Mit der Frage, was genau Faulheit ist und welche Ursachen sie hat, haben sich auch die Psychologie und Pädagogik intensiv befasst. Dabei geht es meist um die Ursachen und Formen von Trägheit und Faulheit bei Schulkindern. Ein Dauerbrenner durch die Jahrhunderte. Ein kleines Taschenbuch aus den 1980er Jahren trägt den Titel "Faulheit ist heilbar" und suggeriert damit, dass es sich um eine Krankheit handele. Wenn ein Kind vom Lehrer öffentlich als faul bezeichnet wird, so kann dies sein berufliches Fortkommen nachhaltig beeinträchtigen. Vor einigen Jahren war in einer Berliner Boulevardzeitung als riesige Balkenüberschrift zu lesen: "Faul! Hartherziges Lehrer-Wort auf dem Zeugnis belastet berufliche Zukunft."
Dass ein Fauler bestraft wird, ist in einer Arbeitsgesellschaft nicht verwunderlich. Gibt es aber auch den umgekehrten Fall, dass ein arbeitsamer Mensch mit dem Gesetz in Konflikt geraten kann? Dies ist der Fall, wenn z.B. ein Gelehrter am Sonntag bei offenem Fenster forscht. Die Juristen sind hier sofort zur Stelle und verweisen auf die einschlägigen Paragraphen des Feiertagsrechts. Danach macht sich strafbar, wer öffentlich sichtbar am Sonntag arbeitet. So ist es jedenfalls in einem Buch über das Feiertagsrecht von 1929 zu lesen. (Otto Nass: Das Recht der Feiertagsheiligung, Berlin 1929, S.40) Dabei ist es nicht einfach - das geben die Juristen auch zu -, einem Gelehrten am Fenster den Gesetzesbruch nachzuweisen. Welches sind die Indizien? Vielleicht Schweiß auf der Stirn? Wie soll man aber folgenden Fall beurteilen? Es steht einer mit seiner Geige auf der Straße und hat einen Hut für Spenden vor sich hingestellt. Soweit so gut. Er leistet mit seinem Violinspiel eine öffentliche Dienstleistung, die er sich mit Spenden belohnen lässt. Was aber, wenn er gar nicht richtig spielen kann? Wenn er sich fortwährend verspielt? Dann handelt es sich, - so haben es die Juristen geregelt - um keine Dienstleistung, sondern schlicht um Faulheit und Bettelei. (vgl. S. 149).

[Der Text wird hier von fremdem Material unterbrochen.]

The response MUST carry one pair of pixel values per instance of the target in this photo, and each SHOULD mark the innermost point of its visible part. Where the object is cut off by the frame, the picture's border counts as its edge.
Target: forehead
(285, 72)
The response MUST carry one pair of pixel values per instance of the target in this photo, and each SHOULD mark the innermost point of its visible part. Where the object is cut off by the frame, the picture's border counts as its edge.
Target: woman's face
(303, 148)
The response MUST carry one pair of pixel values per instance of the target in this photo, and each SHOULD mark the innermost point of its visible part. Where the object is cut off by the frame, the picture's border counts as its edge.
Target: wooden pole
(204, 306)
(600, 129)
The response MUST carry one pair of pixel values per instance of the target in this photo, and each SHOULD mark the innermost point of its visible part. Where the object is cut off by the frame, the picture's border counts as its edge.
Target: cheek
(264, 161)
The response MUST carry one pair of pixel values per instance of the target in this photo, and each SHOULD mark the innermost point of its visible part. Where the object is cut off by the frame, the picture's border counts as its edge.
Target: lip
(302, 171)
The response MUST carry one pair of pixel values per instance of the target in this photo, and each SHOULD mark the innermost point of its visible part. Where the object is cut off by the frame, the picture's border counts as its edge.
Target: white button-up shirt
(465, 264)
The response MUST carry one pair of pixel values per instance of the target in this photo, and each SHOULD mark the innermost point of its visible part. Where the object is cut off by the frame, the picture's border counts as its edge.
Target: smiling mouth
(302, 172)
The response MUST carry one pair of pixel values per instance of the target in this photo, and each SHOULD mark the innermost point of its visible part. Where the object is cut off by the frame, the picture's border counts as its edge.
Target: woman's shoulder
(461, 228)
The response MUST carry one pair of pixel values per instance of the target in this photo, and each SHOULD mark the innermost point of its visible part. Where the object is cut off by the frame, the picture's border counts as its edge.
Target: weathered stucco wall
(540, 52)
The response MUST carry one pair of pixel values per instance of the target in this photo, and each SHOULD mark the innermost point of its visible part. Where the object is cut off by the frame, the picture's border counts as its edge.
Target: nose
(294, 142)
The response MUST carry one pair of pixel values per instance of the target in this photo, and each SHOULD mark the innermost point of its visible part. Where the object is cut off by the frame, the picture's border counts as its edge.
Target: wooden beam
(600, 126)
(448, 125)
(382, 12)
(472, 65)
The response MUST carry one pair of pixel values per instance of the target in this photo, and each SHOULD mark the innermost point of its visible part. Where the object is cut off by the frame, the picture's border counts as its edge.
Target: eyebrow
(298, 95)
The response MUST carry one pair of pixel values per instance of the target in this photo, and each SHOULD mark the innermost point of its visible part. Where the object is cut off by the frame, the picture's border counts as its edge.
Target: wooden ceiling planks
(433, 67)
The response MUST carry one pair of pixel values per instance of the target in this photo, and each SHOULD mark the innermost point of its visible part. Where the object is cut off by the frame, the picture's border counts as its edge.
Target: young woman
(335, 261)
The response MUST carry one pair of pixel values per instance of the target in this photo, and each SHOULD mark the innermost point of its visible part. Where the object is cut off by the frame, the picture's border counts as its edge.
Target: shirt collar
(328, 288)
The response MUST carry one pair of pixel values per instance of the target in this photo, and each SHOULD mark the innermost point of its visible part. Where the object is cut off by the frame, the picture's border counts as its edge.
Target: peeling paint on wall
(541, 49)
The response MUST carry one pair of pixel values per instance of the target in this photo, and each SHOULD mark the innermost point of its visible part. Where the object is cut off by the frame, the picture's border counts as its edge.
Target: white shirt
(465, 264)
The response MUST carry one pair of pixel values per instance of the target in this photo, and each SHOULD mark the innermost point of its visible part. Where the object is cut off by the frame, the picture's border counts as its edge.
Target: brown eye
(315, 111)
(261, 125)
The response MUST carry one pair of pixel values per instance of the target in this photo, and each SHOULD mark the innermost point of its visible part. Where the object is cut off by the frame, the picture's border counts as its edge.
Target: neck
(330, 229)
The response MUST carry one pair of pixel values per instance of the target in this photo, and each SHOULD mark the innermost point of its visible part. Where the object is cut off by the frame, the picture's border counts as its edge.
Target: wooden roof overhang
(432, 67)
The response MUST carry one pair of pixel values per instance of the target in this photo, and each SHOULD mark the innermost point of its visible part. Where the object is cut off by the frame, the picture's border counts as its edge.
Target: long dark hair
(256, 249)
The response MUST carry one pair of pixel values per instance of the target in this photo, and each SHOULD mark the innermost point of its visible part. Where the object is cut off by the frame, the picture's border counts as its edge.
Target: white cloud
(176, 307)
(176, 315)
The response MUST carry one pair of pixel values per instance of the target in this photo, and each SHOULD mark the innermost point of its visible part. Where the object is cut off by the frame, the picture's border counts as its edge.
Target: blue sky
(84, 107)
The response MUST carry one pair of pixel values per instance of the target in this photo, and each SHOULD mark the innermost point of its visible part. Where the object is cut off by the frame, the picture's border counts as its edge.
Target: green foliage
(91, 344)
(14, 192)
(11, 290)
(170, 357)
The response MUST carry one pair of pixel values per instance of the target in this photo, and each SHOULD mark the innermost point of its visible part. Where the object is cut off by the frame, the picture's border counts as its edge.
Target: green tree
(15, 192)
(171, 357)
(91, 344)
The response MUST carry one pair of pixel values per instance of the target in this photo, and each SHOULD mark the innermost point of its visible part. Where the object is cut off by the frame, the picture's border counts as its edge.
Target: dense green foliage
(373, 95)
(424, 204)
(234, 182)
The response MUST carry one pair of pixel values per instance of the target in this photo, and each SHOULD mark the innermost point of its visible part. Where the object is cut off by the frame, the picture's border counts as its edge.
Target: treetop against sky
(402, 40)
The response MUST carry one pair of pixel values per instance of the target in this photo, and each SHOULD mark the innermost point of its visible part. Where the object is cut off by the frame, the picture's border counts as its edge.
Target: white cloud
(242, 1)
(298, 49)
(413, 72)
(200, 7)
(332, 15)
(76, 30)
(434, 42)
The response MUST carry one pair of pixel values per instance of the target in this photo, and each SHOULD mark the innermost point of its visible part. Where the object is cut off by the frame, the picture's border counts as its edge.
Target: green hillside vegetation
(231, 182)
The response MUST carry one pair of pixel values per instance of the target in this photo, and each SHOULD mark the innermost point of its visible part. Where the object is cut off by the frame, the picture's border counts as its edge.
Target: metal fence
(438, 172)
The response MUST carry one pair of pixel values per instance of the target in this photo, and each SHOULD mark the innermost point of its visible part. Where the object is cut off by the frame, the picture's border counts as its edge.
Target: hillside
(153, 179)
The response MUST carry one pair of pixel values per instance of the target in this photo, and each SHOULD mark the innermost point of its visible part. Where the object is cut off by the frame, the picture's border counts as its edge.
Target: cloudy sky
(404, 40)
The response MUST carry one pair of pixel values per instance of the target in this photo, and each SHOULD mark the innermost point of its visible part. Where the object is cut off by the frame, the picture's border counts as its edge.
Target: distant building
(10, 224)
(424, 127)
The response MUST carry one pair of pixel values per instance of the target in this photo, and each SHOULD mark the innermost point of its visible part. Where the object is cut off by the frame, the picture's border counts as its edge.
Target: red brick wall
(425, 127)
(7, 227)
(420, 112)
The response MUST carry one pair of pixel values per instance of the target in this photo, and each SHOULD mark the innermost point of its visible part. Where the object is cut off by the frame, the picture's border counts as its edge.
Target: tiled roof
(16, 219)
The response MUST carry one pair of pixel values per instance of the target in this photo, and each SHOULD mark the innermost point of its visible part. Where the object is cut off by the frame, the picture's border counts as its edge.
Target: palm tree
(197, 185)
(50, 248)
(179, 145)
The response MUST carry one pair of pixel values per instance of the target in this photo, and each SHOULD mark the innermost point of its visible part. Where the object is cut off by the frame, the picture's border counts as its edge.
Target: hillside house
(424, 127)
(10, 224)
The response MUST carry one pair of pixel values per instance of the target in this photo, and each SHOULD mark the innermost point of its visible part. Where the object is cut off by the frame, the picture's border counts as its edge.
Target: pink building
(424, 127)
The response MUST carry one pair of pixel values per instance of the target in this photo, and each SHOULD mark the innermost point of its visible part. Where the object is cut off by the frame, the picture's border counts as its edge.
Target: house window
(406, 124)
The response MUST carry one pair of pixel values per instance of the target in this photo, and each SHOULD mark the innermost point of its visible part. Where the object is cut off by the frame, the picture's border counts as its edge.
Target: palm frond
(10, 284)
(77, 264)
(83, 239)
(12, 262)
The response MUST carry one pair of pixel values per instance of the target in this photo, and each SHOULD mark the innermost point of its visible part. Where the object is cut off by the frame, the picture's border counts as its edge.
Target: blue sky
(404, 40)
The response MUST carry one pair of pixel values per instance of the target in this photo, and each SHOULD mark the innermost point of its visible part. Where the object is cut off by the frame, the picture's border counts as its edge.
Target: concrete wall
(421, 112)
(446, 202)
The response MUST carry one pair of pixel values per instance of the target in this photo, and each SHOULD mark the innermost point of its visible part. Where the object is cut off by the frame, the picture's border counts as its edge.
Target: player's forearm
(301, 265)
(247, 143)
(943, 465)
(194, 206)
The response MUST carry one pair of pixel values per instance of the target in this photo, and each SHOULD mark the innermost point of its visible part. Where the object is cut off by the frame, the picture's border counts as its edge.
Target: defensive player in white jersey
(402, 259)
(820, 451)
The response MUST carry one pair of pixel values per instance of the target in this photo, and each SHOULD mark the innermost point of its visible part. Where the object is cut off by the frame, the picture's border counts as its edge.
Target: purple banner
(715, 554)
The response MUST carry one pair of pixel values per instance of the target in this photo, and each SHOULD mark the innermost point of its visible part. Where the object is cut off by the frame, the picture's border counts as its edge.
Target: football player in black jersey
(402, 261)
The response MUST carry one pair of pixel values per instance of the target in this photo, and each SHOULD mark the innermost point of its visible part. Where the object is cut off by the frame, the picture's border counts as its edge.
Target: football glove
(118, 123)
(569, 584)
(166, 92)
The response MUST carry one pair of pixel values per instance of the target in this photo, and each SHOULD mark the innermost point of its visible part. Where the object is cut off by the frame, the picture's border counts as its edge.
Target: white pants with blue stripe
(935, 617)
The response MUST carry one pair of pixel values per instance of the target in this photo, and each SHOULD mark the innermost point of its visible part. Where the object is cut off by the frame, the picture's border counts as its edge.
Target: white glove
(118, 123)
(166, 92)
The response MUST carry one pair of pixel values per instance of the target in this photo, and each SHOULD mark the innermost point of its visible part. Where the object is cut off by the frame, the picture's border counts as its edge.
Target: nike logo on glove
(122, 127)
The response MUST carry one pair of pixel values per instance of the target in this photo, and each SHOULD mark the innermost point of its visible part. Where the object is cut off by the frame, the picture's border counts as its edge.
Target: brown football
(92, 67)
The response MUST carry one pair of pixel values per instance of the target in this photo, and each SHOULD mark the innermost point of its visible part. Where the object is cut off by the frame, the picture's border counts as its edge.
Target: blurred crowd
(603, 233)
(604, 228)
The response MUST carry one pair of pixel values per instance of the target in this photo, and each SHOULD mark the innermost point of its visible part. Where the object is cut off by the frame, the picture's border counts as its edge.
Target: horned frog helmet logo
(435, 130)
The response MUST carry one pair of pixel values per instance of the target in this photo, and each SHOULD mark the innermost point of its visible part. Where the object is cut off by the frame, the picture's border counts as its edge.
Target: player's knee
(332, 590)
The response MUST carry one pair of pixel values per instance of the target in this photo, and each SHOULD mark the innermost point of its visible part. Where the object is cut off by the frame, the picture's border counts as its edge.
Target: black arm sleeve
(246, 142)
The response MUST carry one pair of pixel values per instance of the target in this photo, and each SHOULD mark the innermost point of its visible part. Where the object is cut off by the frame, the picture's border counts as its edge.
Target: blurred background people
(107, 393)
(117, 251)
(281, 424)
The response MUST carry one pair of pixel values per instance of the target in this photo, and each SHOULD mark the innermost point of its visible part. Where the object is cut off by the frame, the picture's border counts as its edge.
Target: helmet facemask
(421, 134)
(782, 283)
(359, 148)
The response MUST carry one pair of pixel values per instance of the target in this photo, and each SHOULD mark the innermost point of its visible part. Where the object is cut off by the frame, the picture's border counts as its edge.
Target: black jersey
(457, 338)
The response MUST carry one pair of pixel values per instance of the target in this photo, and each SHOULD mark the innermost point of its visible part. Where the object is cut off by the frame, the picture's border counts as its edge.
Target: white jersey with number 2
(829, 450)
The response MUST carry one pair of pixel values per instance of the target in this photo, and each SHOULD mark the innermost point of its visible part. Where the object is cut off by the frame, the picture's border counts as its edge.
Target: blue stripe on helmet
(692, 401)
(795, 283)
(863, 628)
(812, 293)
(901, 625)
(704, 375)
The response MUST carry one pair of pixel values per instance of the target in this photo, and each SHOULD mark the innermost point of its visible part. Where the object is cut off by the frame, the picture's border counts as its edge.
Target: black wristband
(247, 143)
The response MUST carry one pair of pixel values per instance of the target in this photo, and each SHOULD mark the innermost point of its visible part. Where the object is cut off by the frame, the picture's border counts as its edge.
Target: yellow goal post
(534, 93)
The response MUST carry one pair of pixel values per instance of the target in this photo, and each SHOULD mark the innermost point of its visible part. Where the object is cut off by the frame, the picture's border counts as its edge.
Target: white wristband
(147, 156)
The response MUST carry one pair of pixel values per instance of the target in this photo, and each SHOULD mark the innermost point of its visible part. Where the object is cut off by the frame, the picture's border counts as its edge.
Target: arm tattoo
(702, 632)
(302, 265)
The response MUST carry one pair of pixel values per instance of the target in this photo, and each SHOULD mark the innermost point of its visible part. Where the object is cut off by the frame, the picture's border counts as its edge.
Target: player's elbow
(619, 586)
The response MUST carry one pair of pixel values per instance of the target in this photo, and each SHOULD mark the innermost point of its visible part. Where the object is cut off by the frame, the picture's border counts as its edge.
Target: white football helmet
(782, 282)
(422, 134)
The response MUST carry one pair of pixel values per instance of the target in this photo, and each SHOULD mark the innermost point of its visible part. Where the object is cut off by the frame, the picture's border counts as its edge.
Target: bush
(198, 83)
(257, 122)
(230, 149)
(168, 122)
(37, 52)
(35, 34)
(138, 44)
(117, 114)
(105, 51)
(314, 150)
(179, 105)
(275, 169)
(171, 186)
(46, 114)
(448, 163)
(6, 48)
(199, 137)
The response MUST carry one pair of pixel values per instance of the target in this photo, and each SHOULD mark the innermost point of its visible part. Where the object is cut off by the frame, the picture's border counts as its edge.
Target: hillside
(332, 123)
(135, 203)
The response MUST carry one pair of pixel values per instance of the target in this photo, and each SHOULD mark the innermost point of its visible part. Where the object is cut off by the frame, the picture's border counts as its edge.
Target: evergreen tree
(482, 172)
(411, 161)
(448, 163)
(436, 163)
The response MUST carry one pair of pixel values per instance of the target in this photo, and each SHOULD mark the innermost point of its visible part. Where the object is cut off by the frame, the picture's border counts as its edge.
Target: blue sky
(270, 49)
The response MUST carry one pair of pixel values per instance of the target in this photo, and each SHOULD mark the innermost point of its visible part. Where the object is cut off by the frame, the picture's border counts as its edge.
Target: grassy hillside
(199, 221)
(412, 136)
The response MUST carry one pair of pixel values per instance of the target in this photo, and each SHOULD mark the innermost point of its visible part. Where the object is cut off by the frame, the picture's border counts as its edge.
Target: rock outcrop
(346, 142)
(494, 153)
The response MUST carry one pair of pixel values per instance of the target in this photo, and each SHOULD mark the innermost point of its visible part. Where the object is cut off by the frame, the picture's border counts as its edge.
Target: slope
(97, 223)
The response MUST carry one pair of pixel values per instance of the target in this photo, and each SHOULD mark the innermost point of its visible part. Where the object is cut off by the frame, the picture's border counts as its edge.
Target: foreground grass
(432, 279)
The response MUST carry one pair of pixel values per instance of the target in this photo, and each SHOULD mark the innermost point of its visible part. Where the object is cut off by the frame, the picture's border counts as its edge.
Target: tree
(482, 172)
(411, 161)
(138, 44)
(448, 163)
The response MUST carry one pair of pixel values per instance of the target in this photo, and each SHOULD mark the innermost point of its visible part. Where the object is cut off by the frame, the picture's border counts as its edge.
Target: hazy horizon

Müßiggang ist mithin kein absoluter Begriff. Was als Müßiggang oder Faulheit kritisiert wird, hängt von den jeweils vorherrschenden Formen der Arbeit ab. So wurde z.B. in einer Gesellschaft, die von körperlicher Arbeit geprägt war, der Büromensch schnell zum Faulenzer, da sein Arbeiten ja nicht unmittelbar sichtbar ist. (S.186) Wer ist ein Müßiggänger? Der Angler, der bequem auf seinem Anglerstuhl sitzt? Die Katze, die vor einem Mauseloch lauert und auf ihre Beute wartet? Wie steht es überhaupt mit dem Warten? Ist es Müßiggang, wenn jemand in einer Einkaufsschlange steht oder im Wartezimmer eines Arztes sitzt? Gibt es jemanden, der gar nichts tut?
Worin besteht der Unterschied zwischen der Muße und dem Müßiggang. Vor einiger Zeit (2011) brachte der "Spiegel" hierzu eine Titelgeschichte und warf beide Begriffe heillos durcheinander. In der Tat, beide können sich äußerlich aufs Haar gleichen. Der Augenschein kann keinen Unterschied zwischen beiden, Muße und Müßiggang, erkennen. Und doch sind es grundverschiedene Welten. Der Müßiggänger verrichtet nicht das, was er tun soll. Er flieht seine Pflichten, um sich anderweitig die Zeit zu vertreiben, oder faul in der Ecke zu sitzen. Dagegen steht derjenige, der sich der Muße hingibt, unter keinerlei Zwang. Er tut, wozu er Lust und Laune hat. Für ihn gibt es keine äußere Instanz, die mahnend an irgendwelche Arbeitspflichten erinnert. In seiner historisch klassischen Form verweist der Begriff Muße insofern auf ein bestimmtes gesellschaftliches Verhältnis. Auf die Existenz einer privilegierten Klasse, die jenseits des lästigen Alltagskrams und frei von entfremdeter Arbeit tun und lassen kann, was sie will, ohne dabei zu verhungern oder bestraft zu werden. Heute wird das "altmodische Wort Muße" (Habermas) meist etwas unscharf und ungenau durch den Begriff Freizeit ersetzt; ungenau deshalb, weil Freizeit zwar Inseln der Muße ermöglicht, sie aber nicht automatisch zur Folge hat. Der seit etwa 150 Jahren wachsende Bereich der Freizeit hat die fremdbestimmte Arbeit zwar nicht beseitigt, schafft aber immerhin Voraussetzungen für Phasen selbstbestimmten Lebens.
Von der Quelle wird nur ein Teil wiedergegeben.